In the midst of the house process and end of school craziness I am also preparing to participate in an Arts and Jazz festival at my cousin’s winery in Michigan over Memorial Day Weekend. Lemon Creek Winery has hosted this event for several years and although I live in Georgia, I have sold books and jewelry at the show for the past two years. My father and step mother have a stained glass and mosaic booth next to me and this year my mother will also be in town to help and I am looking forward to spending time with each of them.
I work in a medium called metal clay which comes in a variety of metals including silver, copper, bronze, and steel. I teach classes in metal clay for adults and during the summer I teach week-long camps for kids ages 8 to 12. This year one of my students wanted to learn how to set glass and stones in copper clay. I’ve done this many, many times in silver but not copper. After several weeks of searching, I found one article that explained how to do this. I supplied the clay and my students and I experimented. Everyone’s turned out perfect except mine. The clay shrinks in the kiln so you have to allow for that when you create your setting. Mine came out too small. I had to pound and work the piece until everything came together.
My husband loves the piece I made and said I should make more to take to the Michigan show. While this is a labor-intensive process, the results are wonderful so I said, “sounds like a good idea.” I’ve made six additional pieces and 4 have been fired, each of them too small for the glass that I intended to use. As I struggled to make one of the pieces work, I realized that it isn’t that different from writing.

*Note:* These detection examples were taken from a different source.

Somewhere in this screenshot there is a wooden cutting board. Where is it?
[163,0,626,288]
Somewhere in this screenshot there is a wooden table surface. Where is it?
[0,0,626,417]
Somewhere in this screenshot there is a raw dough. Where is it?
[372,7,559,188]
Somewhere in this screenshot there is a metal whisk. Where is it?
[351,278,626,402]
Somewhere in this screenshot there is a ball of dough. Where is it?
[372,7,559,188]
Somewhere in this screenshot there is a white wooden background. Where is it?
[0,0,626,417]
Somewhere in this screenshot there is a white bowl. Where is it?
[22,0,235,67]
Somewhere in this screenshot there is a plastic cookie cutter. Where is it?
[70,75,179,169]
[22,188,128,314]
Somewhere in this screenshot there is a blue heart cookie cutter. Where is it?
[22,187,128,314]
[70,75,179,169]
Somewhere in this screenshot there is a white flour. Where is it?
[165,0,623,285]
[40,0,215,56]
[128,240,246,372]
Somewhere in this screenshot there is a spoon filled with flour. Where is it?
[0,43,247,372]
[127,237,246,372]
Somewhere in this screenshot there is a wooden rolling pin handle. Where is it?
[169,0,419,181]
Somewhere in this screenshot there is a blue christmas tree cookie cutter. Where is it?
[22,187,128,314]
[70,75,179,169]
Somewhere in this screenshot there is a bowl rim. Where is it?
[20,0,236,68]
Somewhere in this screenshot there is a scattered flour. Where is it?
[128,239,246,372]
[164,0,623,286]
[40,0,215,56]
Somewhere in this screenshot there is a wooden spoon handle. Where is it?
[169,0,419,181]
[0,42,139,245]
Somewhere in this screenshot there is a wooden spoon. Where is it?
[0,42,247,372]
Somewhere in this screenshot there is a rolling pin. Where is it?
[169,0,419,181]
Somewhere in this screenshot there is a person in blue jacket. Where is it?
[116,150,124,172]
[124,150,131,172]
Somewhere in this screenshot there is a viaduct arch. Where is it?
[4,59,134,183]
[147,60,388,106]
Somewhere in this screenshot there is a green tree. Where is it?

First, you have a concept, a brilliant idea and you put together your story with great care and planning. You work hard to create a first draft that might not be perfect but it is a good start.
Next you let it sit a bit, like firing the green clay in the kiln. You come back to the story and read it through again and realize that it doesn’t quite work. Somethings don’t fit and other things are just plain wrong.

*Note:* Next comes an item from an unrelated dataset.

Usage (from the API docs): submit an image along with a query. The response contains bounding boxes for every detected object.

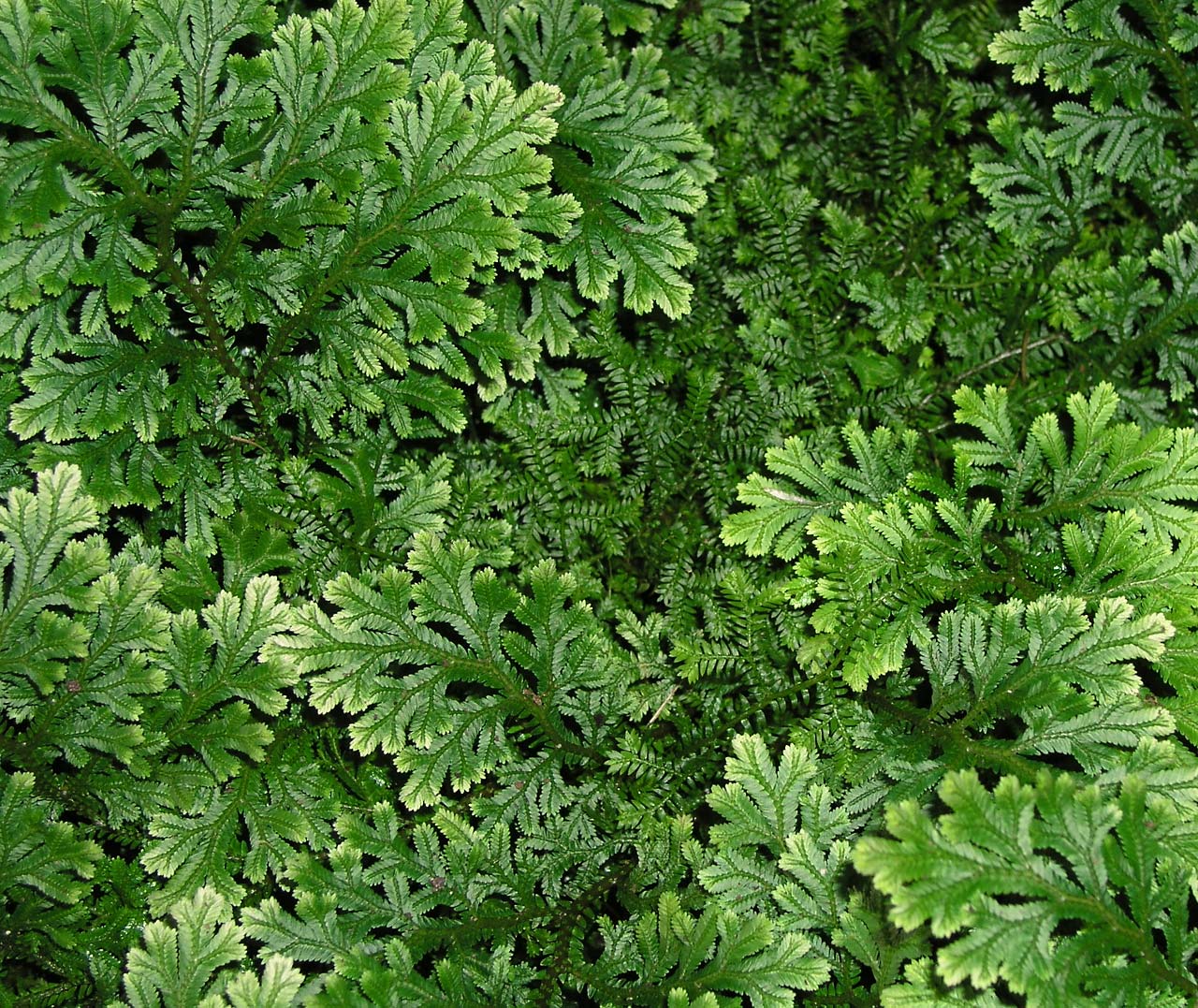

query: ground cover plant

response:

Now you edit, hammering out the rough edges, making them smooth and appealing. For me this involves clarifying statements and eliminating unnecessary words, like changing, “He walked towards the man” to “He approached the man” which is more concise and interesting.
Sometimes hammering alone isn’t enough, you have to grind out pieces that don’t belong. Sometimes I’ll read a paragraph and stop to admire it. Such wonderful prose. Then I realize that what is really stopped me is that the paragraph, however well-written, isn’t necessary to the story. So out it goes, in all it’s unread glory but pacing is better for it.
Finally, everything works. It all fits and comes together. One last polish and it’s ready to find a home out in the world.
The process of writing a book or making a piece of jewelry really aren’t that different after all.